For the wires from different span parts of the cable, operation in OPL results in different levels of enhancement of preferential orientation of crystallites and a tendency toward the alignment of grain GBs in one direction, which, probably, leads to the formation of crack nuclei.

For aluminum wires from the AC50 cable after 52 years of service in the OPL, the misorientation of GBs of grains is stronger over the entire span in the bulk of the wires. At the same time, in the bulk of the wires, the misorientation of GBs is maximum near the clamps, whereas at the quarter span, there are a lot of grains that tend to align. In comparison to the new wire and with other span parts of the cable, the W-A side (affected directly by air) from quarter span and W-C side (in direct contact with the steel wire) from midspan exhibit the greatest alignment of GBs. Due to smaller misorientation angles of GBs, the alignment of GBs and the degradation of steel wire at a quarter of the cable span may be more pronounced than for the aluminum wire.

Operation in OPL results in the development of a noticeable difference in the integral (ρ) and XRD (ρ_X) densities. The smaller value of the integral density ρ and higher XRD density ρ_X lead to the model of aluminum wire after the operation in OPL with a less dense bulk covered with a “crust” of a denser NSL.

A denser NSL is formed, probably, due to the inclusion of Si atoms in the structure of the Al phase of the aluminum wire and the compression of Al crystallites due to the aluminum oxide crystallites formed in NSL and adjacent to Al crystallites. A decrease in the integral density ρ is associated with the development of defects of a hollow nature in the aluminum wire. The largest decrease in ρ is observed at the clamps for the steel wire and a quarter of the cable span for the aluminum one. The decrease in the XRD density ρ_X of NSL is associated with the tension of the wire during operation. For the aluminum wire, the largest decrease in ρ_X along the span parts is observed at the clamps.

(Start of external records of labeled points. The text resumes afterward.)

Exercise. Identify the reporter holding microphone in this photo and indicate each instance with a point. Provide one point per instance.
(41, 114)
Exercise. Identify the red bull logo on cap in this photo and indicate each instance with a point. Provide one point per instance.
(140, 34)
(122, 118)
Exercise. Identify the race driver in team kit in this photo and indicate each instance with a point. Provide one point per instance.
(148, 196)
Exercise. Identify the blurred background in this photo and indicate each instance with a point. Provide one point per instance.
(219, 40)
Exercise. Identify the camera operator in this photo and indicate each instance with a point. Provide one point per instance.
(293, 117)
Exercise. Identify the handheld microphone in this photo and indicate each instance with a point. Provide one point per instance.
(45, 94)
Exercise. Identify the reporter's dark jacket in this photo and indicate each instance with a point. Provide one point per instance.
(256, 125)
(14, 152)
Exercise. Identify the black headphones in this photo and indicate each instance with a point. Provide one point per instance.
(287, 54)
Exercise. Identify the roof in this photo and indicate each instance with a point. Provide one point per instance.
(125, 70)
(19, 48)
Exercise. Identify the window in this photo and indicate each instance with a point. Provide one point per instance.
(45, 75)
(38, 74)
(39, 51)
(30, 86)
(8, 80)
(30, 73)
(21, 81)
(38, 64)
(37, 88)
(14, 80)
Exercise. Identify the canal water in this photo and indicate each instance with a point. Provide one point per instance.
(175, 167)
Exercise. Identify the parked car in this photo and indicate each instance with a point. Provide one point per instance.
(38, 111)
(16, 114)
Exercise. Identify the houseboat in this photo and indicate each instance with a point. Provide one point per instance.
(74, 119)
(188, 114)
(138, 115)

The changes in all characteristics of the structural, microstructural, and elastic–microplastic properties of the aluminum and steel wires along the span parts are described, at least in the first approximation, by means of a V- and M-shaped or antiphase Λ- and W-shaped functions. The stabilizing role of the steel wire is evidenced by a mostly smaller difference between the maximum and minimum values of the functions due to greater rigidity of the steel wire material.

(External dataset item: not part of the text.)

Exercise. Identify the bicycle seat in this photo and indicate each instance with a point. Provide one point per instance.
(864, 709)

The difference between the Λ-shaped function of the change in independent decrement δ_i along the span in aluminum wires and the V-shaped (in the first approximation) function for the steel wire is associated with the phenomenon of healing of defects near the clamps in the aluminum wire. Healing occurs due to the processes of return and recrystallization, which start in aluminum wires at an OPL operating temperature ~90–130 °C, sufficient for them to begin in aluminum.

A noticeable drop in Young’s modulus E and integral density ρ, observed at a quarter of the span for the aluminum wire and near the clamps for the steel wire, can be used as an indicator of a possible wire break.

During operation in OPL, aluminum and steel wires from the AC50 cable are most likely to break at a quarter (and three-quarters) of the span and near the clamps.